A fellow attorney recently asked me this question because the Trustee kept continuing his Chapter 7 client’s meeting of creditors under 11 U.S.C. § 341(a). What’s a work here?
By the way, you may wonder if fellow attorneys really are asking me these questions that I answer in the blog. The answer is, yes. Most of the questions I have dealt with in previous posts were posed to me directly by fellow attorneys. However, a few of the questions I’ve blogged about were originally posed on a list serve of which I am a member, and I happened to be the one who answered them. You are the beneficiaries of those answers.
I. Abandonment Of Assets
A. The Bankruptcy Code’s Provision
The Bankruptcy Code has an entire section dealing with abandonment of assets by a bankruptcy trustee. (This is not the same as dealing with abandonment issues, which require the services of a competent, licensed psychiatrist to resolve.) That section is 11 U.S.C. § 554. The portions that are relevant to answering my colleague’s question are §§ 554(b) and (c):
(b) On request of a party in interest and after notice and a hearing, the court may order the trustee to abandon any property of the estate that is burdensome to the estate or that is of inconsequential value and benefit to the estate.
c) Unless the court orders otherwise, any property scheduled under section 521 (a)(1) of this title not otherwise administered at the time of the closing of a case is abandoned to the debtor and administered for purposes of section 350 of this title.
B. The Federal Rules Of Bankruptcy Procedure’s Mechanism
Fed. R. Bankr. Proc. 6007(b) provides the mechanism for accomplishing the process:
A party in interest may file and serve a motion requiring the trustee or debtor in possession to abandon property of the estate.
II. The Debtor Can Force The Trustee To Abandon An Asset
The debtor is most certainly a party in interest, so the debtor can file a motion to compel abandonment under § 554(b), pursuant to Fed. R. Bankr. Proc. 6007(b). See, e.g., Wissman v. Pittsburgh Nat. Bank, 942 F. 2d 867, 873 (4th Cir. 1991):
[The debtor] may . . . move the bankruptcy court to compel the trustee to abandon the estate’s interest in any [asset] pursuant to Bankruptcy rule 6007(b). If, after a hearing, the trustee refuses to abandon or join the action, the bankruptcy court should compel abandonment . . .
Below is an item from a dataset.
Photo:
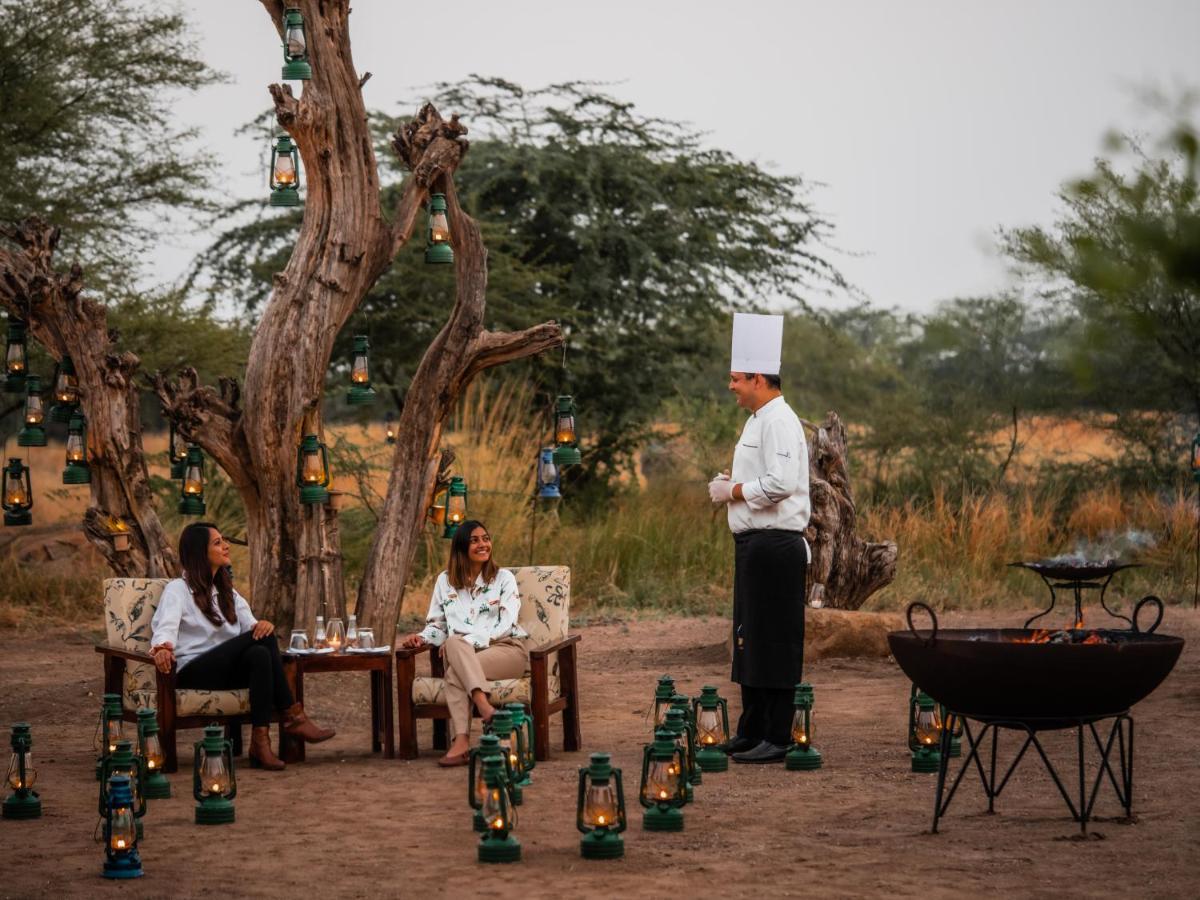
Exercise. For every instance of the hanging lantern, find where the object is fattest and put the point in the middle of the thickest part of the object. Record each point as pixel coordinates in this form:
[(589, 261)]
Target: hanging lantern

However, in the motion the debtor must
. . . establish by a preponderance of the evidence that the Property [i]s burdensome or of inconsequential value and benefit to the estate . . .
As seen in the Viet Vu case, if the trustee can refute the debtor’s assertion of inconsequential value, then the motion will, of course, be denied. In that case the trustee filed a sale motion that was granted at the same hearing set to consider both the sale motion and the motion to abandon. Since there was a buyer who would pay enough to provide a dividend to the creditors, the property was obviously not burdensome or of inconsequential value. Id. at 646 .
When enough time has passed after the initial meeting of creditors, the debtor could argue that the asset is burdensome or of inconsequential value because the trustee has been unable to liquidate it after such a long time. How long is enough time? It’s hard to say, and will depend on the circumstances.
III. Compelling The Trustee To Conclude The Meeting Of Creditors
Another approach is to move the Court to compel the Trustee to conclude the meeting of creditors. Such a motion should include an argument based on Fed. R. Bankr. Proc. 4003(b)(1):
Except as provided in paragraphs (2) and (3), a party in interest may file an objection to the list of property claimed as exempt within 30 days after the meeting of creditors held under § 341(a) is concluded or within 30 days after any amendment to the list or supplemental schedules is filed, whichever is later.
In other words, if the Trustee is permitted to continue the hearing indefinitely, the debtor remains in a state of limbo regarding his exempted assets, and needs the meeting concluded to enjoy his assets without fearing a challenge to his exemptions.
Once the motion is granted, then you can bypass the Court and ask the clerk’s office to issue the discharge, and shortly thereafter ask the clerk’s office to close the case. At that point § 554(c) applies, and the asset is abandoned to the debtor.
However, don’t bother to take any action unless many months have passed. A judge is likely to defer to a trustee who says that the asset can be liquidated for the benefit of creditors unless so much time has passed that it looks like the trustee is unreasonably stalling.
IV. A Recent Horror Story
Finally, see In re Gebhart, 621 F. 3d 1206 (9th Cir. 2010) for an example of a case in which the Debtor initially was able to exempt the equity in his primary residence, but ended up losing the property because the value increased above the equity exemption amount before the Bankruptcy Court closed the case. In that horror story the liquidation sale took place more than five years after the filing date! It is because of this case that I recommend trying the compelling conclusion of the 341 approach, followed by bypassing the Court and using the clerk’s office to get the discharge issued and the case closed.